Measured values appear equally reliable and precise. Although a difference exists, the difference in mandibular growth as assessed with the two imaging methods is of no clinical or statistical significance. The development of the human mandibular body through puberty appears to be almost equal in the transverse and sagittal planes, thus keeping distortion of the mandibular body similar between CBCT and conventional bi-dimensional radiographs at the two analysed points of time.

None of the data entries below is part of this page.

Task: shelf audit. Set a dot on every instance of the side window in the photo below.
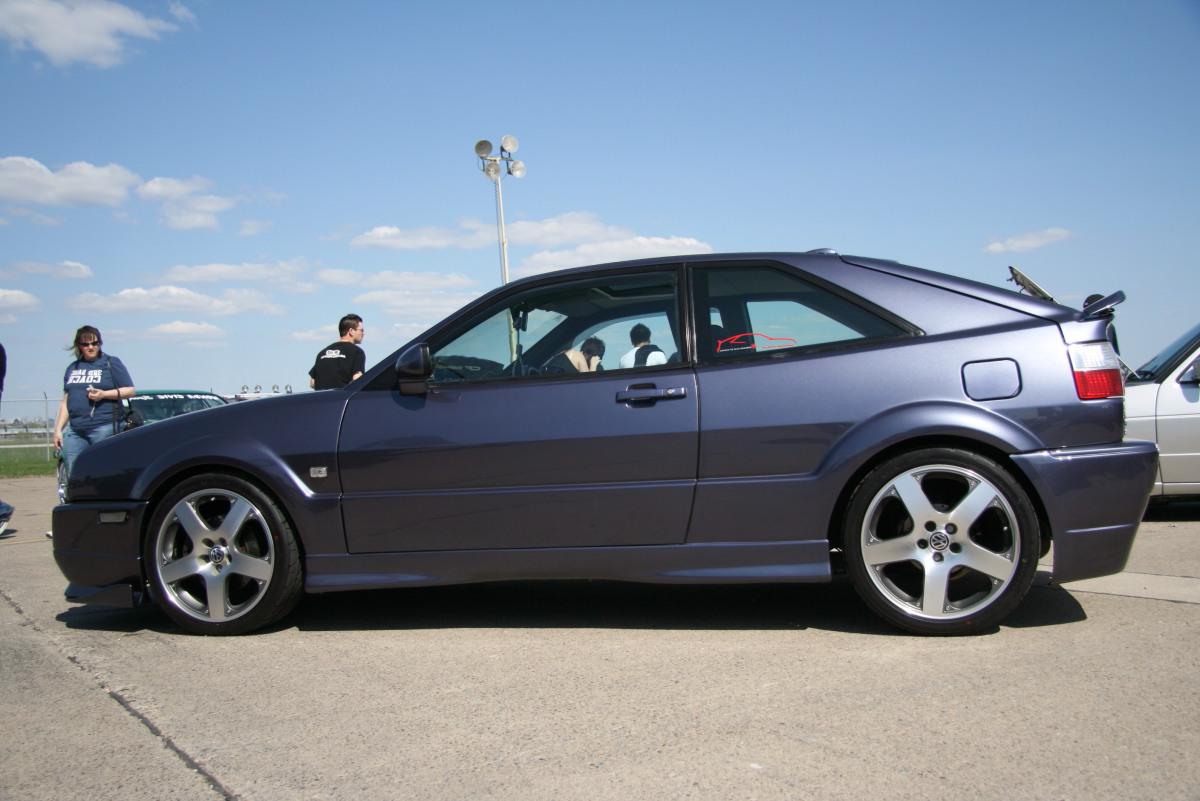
(760, 309)
(564, 329)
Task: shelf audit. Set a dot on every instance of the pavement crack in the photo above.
(127, 705)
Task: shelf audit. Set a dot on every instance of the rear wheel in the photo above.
(221, 558)
(941, 541)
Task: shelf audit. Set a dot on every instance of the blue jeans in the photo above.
(76, 443)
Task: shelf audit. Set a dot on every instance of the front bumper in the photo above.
(1095, 498)
(97, 546)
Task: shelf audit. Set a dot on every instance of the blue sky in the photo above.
(214, 184)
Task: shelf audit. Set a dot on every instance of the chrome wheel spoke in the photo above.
(994, 565)
(180, 568)
(190, 522)
(215, 585)
(239, 511)
(933, 598)
(889, 552)
(913, 498)
(972, 506)
(251, 566)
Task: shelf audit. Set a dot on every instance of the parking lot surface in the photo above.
(603, 691)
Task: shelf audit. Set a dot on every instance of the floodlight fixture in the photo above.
(491, 167)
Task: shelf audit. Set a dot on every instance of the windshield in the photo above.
(1165, 361)
(162, 405)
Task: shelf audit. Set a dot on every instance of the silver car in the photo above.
(1163, 404)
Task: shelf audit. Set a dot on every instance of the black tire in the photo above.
(941, 541)
(222, 536)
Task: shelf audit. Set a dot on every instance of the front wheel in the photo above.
(221, 556)
(941, 541)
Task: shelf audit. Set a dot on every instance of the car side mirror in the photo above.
(413, 368)
(1192, 374)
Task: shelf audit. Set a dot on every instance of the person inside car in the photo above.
(643, 354)
(585, 360)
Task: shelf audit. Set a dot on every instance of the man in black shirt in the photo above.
(343, 360)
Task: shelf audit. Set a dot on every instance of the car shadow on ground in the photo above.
(1173, 511)
(591, 604)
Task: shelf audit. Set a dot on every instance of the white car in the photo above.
(1163, 404)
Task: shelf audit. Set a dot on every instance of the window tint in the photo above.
(760, 309)
(580, 326)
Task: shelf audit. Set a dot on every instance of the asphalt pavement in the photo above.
(594, 691)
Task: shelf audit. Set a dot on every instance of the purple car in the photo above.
(720, 419)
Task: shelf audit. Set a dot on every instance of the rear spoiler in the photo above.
(1102, 307)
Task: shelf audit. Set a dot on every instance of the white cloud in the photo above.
(17, 301)
(193, 331)
(282, 273)
(393, 279)
(178, 299)
(411, 239)
(564, 229)
(181, 12)
(419, 307)
(91, 31)
(1030, 241)
(252, 227)
(35, 217)
(172, 188)
(27, 180)
(635, 247)
(473, 234)
(323, 335)
(60, 270)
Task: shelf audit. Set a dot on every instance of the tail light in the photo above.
(1097, 371)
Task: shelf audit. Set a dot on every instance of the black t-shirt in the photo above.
(336, 365)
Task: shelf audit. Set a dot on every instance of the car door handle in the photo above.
(635, 395)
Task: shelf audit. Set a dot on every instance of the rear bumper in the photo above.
(99, 549)
(1095, 498)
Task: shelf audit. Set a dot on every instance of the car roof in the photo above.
(139, 393)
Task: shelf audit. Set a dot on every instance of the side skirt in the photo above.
(708, 562)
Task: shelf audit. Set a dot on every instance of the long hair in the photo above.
(82, 330)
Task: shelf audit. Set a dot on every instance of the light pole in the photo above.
(491, 167)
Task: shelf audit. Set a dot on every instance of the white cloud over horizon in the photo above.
(1029, 241)
(61, 270)
(396, 279)
(634, 247)
(90, 31)
(17, 301)
(474, 234)
(177, 299)
(420, 308)
(196, 332)
(285, 273)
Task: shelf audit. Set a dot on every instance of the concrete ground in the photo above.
(603, 691)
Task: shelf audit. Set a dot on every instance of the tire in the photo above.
(220, 537)
(941, 541)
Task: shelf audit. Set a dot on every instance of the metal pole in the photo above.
(499, 226)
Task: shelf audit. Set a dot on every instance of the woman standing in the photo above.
(93, 389)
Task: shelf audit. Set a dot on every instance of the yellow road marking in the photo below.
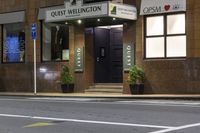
(39, 124)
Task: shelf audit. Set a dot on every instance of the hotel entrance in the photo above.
(108, 54)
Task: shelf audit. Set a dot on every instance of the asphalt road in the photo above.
(76, 115)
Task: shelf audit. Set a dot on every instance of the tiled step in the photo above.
(106, 88)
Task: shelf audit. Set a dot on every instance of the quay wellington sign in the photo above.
(75, 9)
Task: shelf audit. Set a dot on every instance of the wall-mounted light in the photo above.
(43, 70)
(79, 21)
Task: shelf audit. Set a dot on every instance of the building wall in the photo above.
(162, 76)
(174, 76)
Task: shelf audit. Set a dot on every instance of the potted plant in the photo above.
(67, 83)
(136, 79)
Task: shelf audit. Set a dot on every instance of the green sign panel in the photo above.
(79, 64)
(128, 56)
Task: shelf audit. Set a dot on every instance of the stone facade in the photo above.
(169, 76)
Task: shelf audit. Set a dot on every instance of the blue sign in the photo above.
(33, 31)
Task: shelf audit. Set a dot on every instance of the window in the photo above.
(55, 42)
(165, 36)
(13, 43)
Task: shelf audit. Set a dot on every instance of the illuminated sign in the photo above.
(79, 65)
(128, 56)
(75, 9)
(162, 6)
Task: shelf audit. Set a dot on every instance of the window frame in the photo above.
(165, 35)
(2, 46)
(41, 47)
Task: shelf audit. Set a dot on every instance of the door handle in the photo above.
(97, 59)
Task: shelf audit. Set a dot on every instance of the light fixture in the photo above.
(79, 21)
(43, 70)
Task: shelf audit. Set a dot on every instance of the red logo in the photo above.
(167, 7)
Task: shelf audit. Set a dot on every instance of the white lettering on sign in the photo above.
(162, 6)
(128, 57)
(78, 57)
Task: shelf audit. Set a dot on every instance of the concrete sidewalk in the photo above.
(103, 95)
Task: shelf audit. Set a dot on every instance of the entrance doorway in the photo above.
(108, 54)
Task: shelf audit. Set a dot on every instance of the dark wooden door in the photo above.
(101, 55)
(108, 55)
(116, 55)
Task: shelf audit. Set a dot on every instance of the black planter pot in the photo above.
(137, 88)
(67, 88)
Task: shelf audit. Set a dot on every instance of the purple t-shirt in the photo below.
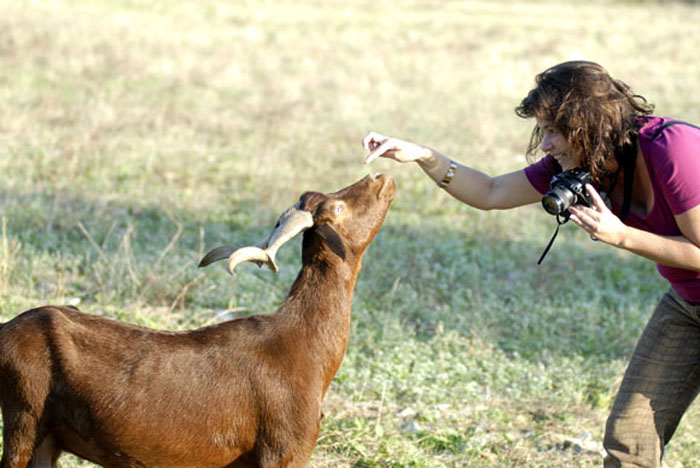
(673, 163)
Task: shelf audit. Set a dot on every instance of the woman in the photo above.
(650, 169)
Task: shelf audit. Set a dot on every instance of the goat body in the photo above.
(243, 393)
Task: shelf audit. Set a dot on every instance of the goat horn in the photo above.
(214, 255)
(293, 221)
(251, 254)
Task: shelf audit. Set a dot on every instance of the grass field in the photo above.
(136, 135)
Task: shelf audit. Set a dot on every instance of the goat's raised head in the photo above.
(345, 222)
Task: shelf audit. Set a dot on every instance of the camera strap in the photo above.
(556, 232)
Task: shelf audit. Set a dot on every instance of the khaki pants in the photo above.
(662, 379)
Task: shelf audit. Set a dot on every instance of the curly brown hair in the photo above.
(598, 115)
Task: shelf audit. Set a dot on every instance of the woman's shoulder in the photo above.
(653, 129)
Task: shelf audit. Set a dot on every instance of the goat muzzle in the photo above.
(293, 221)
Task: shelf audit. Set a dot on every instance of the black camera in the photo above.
(567, 188)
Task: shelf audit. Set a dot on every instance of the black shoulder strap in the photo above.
(670, 123)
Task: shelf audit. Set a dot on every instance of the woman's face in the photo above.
(554, 143)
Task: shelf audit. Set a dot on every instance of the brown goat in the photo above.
(243, 393)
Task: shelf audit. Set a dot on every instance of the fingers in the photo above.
(378, 144)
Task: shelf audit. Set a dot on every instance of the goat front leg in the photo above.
(46, 454)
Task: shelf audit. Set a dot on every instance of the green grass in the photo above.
(136, 135)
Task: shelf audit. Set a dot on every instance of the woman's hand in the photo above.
(399, 150)
(598, 221)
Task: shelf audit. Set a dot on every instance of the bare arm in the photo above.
(675, 251)
(468, 185)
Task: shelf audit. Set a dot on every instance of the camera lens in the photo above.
(557, 200)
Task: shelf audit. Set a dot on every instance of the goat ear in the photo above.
(332, 240)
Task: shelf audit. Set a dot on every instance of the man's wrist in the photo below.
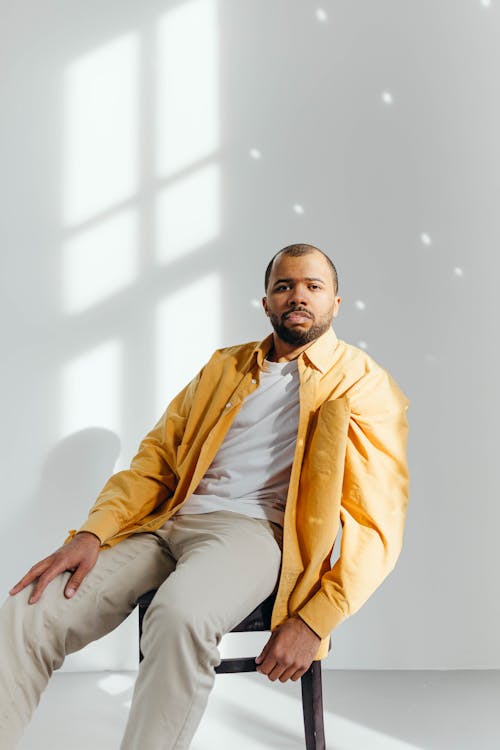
(88, 533)
(298, 617)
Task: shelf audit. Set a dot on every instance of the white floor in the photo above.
(364, 710)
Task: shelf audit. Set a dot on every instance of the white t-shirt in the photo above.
(251, 470)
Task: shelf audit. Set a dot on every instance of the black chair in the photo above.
(312, 693)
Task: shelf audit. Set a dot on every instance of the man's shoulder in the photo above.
(365, 380)
(243, 350)
(237, 355)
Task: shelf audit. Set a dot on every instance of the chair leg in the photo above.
(312, 707)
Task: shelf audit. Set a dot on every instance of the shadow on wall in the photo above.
(72, 475)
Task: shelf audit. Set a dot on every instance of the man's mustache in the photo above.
(296, 310)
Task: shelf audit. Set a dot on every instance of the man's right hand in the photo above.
(79, 555)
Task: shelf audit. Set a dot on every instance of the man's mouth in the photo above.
(297, 316)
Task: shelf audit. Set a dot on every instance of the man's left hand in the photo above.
(289, 652)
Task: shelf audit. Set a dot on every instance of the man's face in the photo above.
(301, 301)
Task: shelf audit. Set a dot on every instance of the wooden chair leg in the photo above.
(312, 706)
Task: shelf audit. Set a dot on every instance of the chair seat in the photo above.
(258, 620)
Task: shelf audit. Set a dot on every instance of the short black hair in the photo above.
(301, 249)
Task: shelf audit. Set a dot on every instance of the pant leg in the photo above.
(34, 639)
(227, 564)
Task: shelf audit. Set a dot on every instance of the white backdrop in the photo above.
(154, 156)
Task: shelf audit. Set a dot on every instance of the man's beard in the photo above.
(297, 337)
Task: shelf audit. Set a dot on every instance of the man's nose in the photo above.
(298, 296)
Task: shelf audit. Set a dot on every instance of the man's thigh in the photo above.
(227, 564)
(105, 598)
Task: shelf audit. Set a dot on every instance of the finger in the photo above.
(75, 581)
(276, 672)
(263, 654)
(288, 673)
(44, 581)
(30, 576)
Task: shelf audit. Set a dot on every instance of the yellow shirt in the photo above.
(349, 468)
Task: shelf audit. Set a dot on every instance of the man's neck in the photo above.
(281, 351)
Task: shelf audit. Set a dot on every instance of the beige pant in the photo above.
(212, 569)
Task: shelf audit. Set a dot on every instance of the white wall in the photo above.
(154, 156)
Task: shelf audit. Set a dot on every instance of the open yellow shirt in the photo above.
(349, 468)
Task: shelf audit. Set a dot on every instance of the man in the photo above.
(238, 490)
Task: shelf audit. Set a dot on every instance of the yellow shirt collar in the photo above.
(319, 354)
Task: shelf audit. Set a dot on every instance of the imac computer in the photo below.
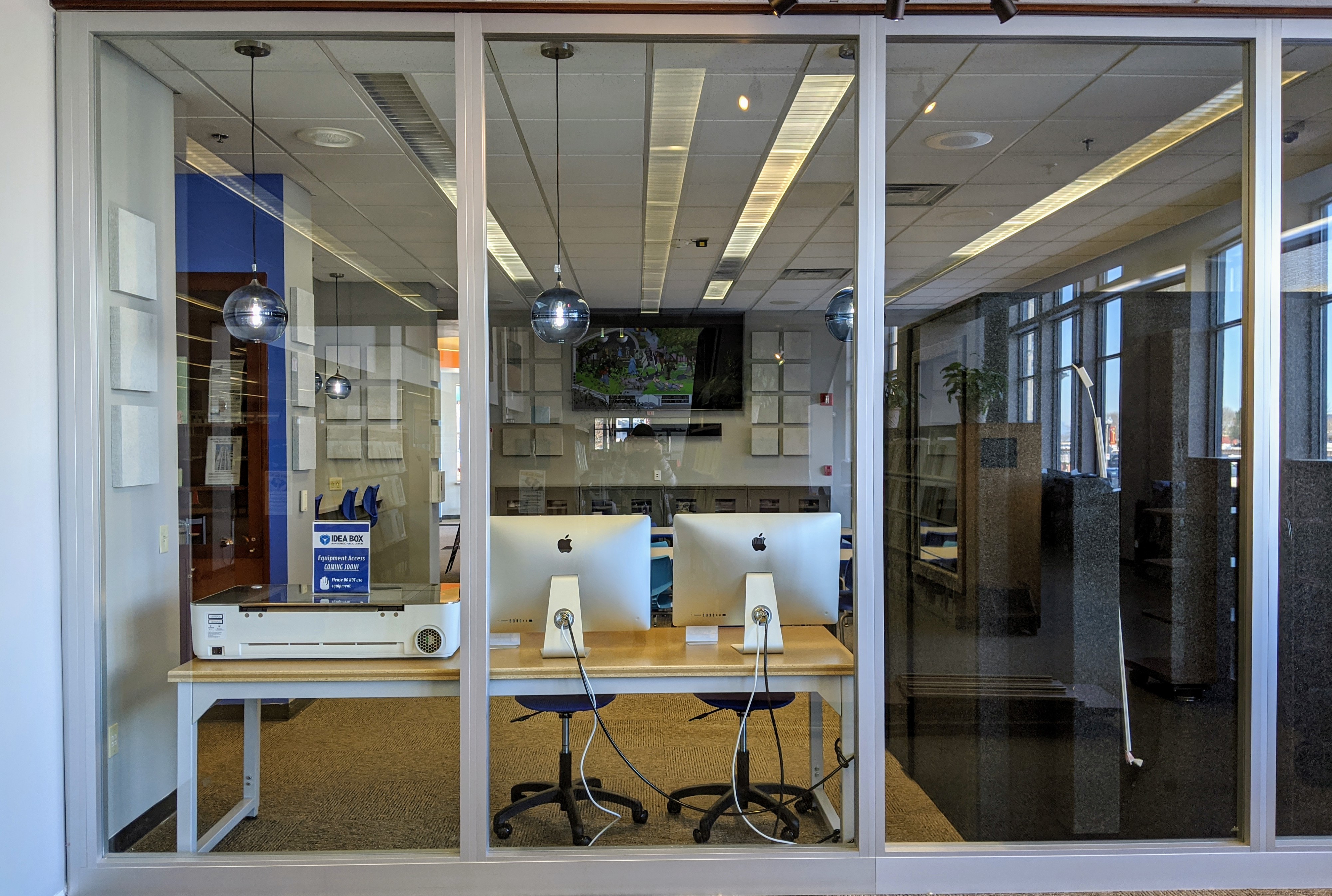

One of the weaknesses of the study is its sample size, which is small, albeit adequate to provide a sufficient level of confidence in the results in accordance to the sample size calculation (see dedicate section: “Statistical analysis and sample size calculation”). The present study investigates only the changes occurring during the peak of growth; further investigations should focus on morphological changes occurring before and after it. Another possible development of the present study could include the analysis of mandibular growth represented as the distance between the Condylion point (representing the highest and most posterior point on the contour of the mandibular condyle) and menton. However, the study design would be much more complex and could be affected by many biases, as it would be difficult to construct a simplified model that considers the influence of both the change in the angle of the menton and the change in the angle between the mandibular body and mandibular ramus. The analysis of the effect of facial orthopaedic treatment of mandibular shape could also prove to be of some interest. The evaluation of patients with different skeletal classes and those presenting various degrees of asymmetry would be beneficial. Such data would allow us to draw conclusions that could more easily be extended to the entire population, as the findings of the present study fit only people who present a satisfactory degree of facial symmetry.